Coming into the week, non-commercials already had heavy net long exposure, and they added more. Holdings are now at a record high.
Although the afore-mentioned breakout is intact on spot gold, the risk facing these traders, as well as GLD longs, is if the afore-mentioned gravestone doji is a warning shot across the bow of gold bugs.
Currently net long 271.6k, up 50.8k.
Nasdaq 100 index (mini): Apple (AAPL) is teetering on the brink of a make-or-break level. Good luck to QQQ, the PowerShares Nasdaq 100 ETF, investors if the stock breaks 92. This support goes back to June 2014, or even September 2012. AAPL makes up 11.7 percent of the ETF.
Last week, the Nasdaq 100 lost both its 50- and 200-day moving averages, and sat on crucial support at 4350. This week, it lost the latter support, although Friday saw quite an intra-day reversal.
On a daily basis, technicals are oversold. Should a rally ensue near term, 4414 is where both 50- and 200-day averages converge. That said, it is a tough road ahead should weekly indicators take over.
Particularly so if flows do not cooperate. In the week ended Wednesday, a hefty $2.5 billion came out of QQQ, following $97 million in inflows in the prior week.
Currently net long 9.3k, down 27.5k.
Russell 2000 mini-index: During the January collapse in U.S. stocks, the Russell 2000 fell out of a rising trend line drawn from March 2009. After a February hammer reversal, March and April were positive months, with the April high kissing the belly of that trend line but getting rejected.
In the meantime, the index this week lost dual support at 1120-ish – horizontal line going back to September 2013 as well as two-month channel. The $686 million that came out of IWM, the iShares Russell 2000 ETF, in the week ended Wednesday probably played a role in this.
Resistance working and support failing, that is not a good combo.
The index is currently trapped between 50- and 200-day moving averages, with the former about to go flat and the latter declining.
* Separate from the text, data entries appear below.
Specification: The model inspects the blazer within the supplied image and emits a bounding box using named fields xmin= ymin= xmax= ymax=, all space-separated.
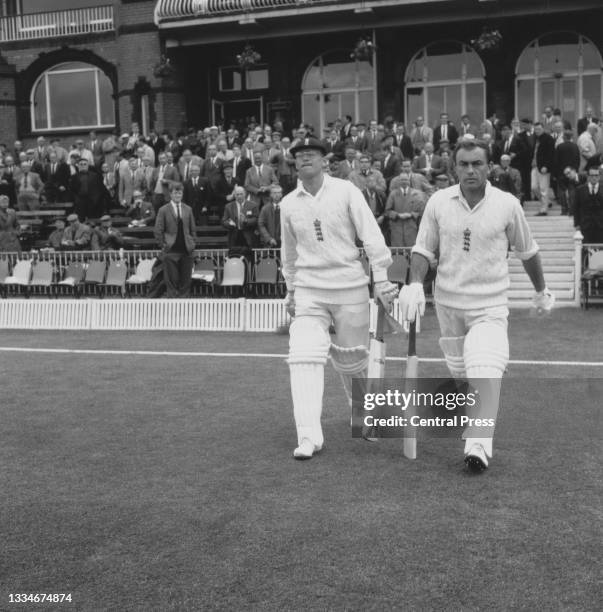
xmin=153 ymin=202 xmax=197 ymax=254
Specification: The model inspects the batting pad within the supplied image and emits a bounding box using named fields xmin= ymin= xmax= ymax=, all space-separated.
xmin=440 ymin=336 xmax=467 ymax=378
xmin=330 ymin=344 xmax=369 ymax=375
xmin=465 ymin=321 xmax=509 ymax=378
xmin=287 ymin=317 xmax=331 ymax=366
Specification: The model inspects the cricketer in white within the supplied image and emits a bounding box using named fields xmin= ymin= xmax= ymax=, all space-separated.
xmin=400 ymin=140 xmax=554 ymax=471
xmin=281 ymin=138 xmax=398 ymax=459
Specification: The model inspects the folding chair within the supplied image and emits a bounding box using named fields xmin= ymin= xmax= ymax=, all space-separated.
xmin=54 ymin=261 xmax=86 ymax=297
xmin=580 ymin=250 xmax=603 ymax=310
xmin=249 ymin=257 xmax=278 ymax=297
xmin=220 ymin=257 xmax=246 ymax=295
xmin=4 ymin=259 xmax=31 ymax=295
xmin=126 ymin=257 xmax=157 ymax=295
xmin=191 ymin=257 xmax=216 ymax=295
xmin=80 ymin=259 xmax=107 ymax=295
xmin=387 ymin=253 xmax=408 ymax=286
xmin=97 ymin=259 xmax=128 ymax=297
xmin=28 ymin=261 xmax=54 ymax=295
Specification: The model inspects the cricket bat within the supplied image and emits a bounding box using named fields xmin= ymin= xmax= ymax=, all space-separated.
xmin=402 ymin=314 xmax=419 ymax=459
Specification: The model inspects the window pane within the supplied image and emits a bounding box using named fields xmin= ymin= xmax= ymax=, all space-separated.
xmin=98 ymin=70 xmax=114 ymax=125
xmin=515 ymin=79 xmax=534 ymax=119
xmin=246 ymin=68 xmax=268 ymax=89
xmin=33 ymin=77 xmax=48 ymax=130
xmin=466 ymin=83 xmax=484 ymax=127
xmin=48 ymin=70 xmax=97 ymax=128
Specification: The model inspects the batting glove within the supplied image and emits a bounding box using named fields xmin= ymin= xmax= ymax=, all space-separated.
xmin=373 ymin=281 xmax=398 ymax=312
xmin=285 ymin=291 xmax=295 ymax=317
xmin=532 ymin=287 xmax=555 ymax=314
xmin=398 ymin=283 xmax=425 ymax=321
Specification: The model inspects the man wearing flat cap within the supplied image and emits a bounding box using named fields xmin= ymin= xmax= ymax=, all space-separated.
xmin=281 ymin=138 xmax=398 ymax=459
There is decent support at 1080. On Friday, it dropped to 1101.57 before reversing.
Currently net short 49k, down 6.5k.
US Dollar Index: Just when it looked like the dollar index was breaking down came a weekly hammer reversal candle. The week started with Monday continuing to extend last week’s breakdown, only to see a major Tuesday reversal. With rally the next three sessions, it is back above 93.50, which was lost last week.
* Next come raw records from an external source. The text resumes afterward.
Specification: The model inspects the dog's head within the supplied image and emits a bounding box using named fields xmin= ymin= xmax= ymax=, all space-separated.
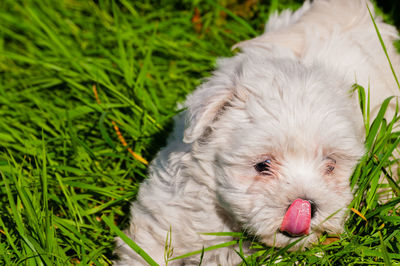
xmin=184 ymin=50 xmax=364 ymax=247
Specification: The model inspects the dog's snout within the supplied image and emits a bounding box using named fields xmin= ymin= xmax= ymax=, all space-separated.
xmin=280 ymin=198 xmax=317 ymax=237
xmin=307 ymin=200 xmax=317 ymax=219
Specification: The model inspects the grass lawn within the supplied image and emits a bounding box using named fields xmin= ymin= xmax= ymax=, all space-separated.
xmin=0 ymin=0 xmax=400 ymax=265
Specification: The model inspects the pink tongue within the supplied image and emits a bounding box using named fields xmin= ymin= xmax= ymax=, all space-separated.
xmin=280 ymin=199 xmax=311 ymax=236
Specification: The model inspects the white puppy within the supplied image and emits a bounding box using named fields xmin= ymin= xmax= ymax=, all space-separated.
xmin=116 ymin=0 xmax=400 ymax=265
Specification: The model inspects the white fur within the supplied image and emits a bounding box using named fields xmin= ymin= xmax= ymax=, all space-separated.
xmin=115 ymin=0 xmax=400 ymax=265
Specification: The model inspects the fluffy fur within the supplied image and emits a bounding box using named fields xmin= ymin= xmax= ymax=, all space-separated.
xmin=115 ymin=0 xmax=400 ymax=265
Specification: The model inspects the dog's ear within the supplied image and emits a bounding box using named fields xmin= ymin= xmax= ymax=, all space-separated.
xmin=183 ymin=77 xmax=234 ymax=143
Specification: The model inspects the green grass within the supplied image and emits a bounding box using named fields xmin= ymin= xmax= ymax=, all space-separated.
xmin=0 ymin=0 xmax=400 ymax=265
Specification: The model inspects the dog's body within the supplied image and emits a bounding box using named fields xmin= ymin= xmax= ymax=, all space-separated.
xmin=116 ymin=0 xmax=400 ymax=265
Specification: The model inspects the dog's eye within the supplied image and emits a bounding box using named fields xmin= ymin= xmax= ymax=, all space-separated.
xmin=254 ymin=159 xmax=271 ymax=174
xmin=325 ymin=158 xmax=336 ymax=175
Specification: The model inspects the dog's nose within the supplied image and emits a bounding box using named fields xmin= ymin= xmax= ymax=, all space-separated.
xmin=280 ymin=198 xmax=316 ymax=237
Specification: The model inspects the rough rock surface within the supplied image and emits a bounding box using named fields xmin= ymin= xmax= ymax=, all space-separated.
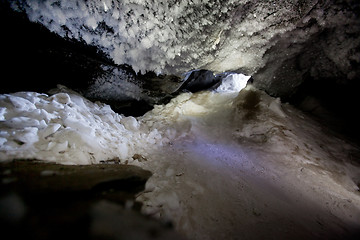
xmin=7 ymin=0 xmax=360 ymax=95
xmin=0 ymin=161 xmax=186 ymax=239
xmin=1 ymin=0 xmax=360 ymax=137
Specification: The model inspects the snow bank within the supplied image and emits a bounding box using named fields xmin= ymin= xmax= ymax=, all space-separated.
xmin=0 ymin=78 xmax=360 ymax=239
xmin=0 ymin=86 xmax=165 ymax=164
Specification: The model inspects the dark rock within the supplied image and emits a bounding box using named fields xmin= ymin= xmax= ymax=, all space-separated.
xmin=179 ymin=69 xmax=220 ymax=92
xmin=0 ymin=161 xmax=186 ymax=239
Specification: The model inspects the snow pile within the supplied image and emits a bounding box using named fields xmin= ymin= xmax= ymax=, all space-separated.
xmin=0 ymin=86 xmax=161 ymax=164
xmin=0 ymin=75 xmax=360 ymax=239
xmin=137 ymin=85 xmax=360 ymax=239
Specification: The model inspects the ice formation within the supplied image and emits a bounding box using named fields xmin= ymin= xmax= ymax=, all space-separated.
xmin=0 ymin=74 xmax=360 ymax=239
xmin=11 ymin=0 xmax=312 ymax=73
xmin=0 ymin=87 xmax=165 ymax=164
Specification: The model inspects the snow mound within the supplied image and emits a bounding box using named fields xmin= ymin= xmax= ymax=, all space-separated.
xmin=0 ymin=87 xmax=165 ymax=164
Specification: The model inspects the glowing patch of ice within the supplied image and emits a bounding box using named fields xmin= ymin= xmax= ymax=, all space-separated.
xmin=215 ymin=73 xmax=251 ymax=92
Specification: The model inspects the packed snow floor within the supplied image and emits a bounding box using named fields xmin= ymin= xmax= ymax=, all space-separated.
xmin=0 ymin=76 xmax=360 ymax=239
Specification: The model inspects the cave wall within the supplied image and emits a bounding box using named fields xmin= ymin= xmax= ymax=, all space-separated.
xmin=0 ymin=0 xmax=360 ymax=139
xmin=9 ymin=0 xmax=360 ymax=97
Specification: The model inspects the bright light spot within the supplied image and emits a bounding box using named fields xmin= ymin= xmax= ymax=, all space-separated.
xmin=215 ymin=73 xmax=251 ymax=92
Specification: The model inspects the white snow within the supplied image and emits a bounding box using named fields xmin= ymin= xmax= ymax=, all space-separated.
xmin=11 ymin=0 xmax=308 ymax=73
xmin=0 ymin=78 xmax=360 ymax=239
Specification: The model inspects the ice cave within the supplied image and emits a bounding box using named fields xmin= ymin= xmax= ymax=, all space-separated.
xmin=0 ymin=0 xmax=360 ymax=240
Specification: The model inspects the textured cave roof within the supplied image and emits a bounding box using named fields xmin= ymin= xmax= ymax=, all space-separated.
xmin=0 ymin=0 xmax=360 ymax=140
If this week’s action is a precursor to an imminent rally, there is a lot of repair work that needs to be done. The 50-day moving average is still dropping. Shorter-term moving averages can at least begin to go flat, unless the dollar index comes under renewed pressure.
Non-commercials continue to cut back net longs, which are now the lowest since June 2014.
Currently net long 9.2k, down 2.2k.
VIX: The good: there is a 10/20 crossover (moving average) on spot VIX, with plenty of room to run on a weekly chart. The bad: daily indicators are now overbought. And the ugly: it is struggling to stay above its 50-day moving average, with 16-16.50 acting as a ceiling. On Friday, that resistance was in play again, with the spot unable to save the 50-day.
The VIX-to-VXV ratio fell back to low 0.80s after a mid-0.80s reading last week. With this, in seven of the last eight weeks, the ratio has been in high 0.70s to low 0.80s. Compressed spring!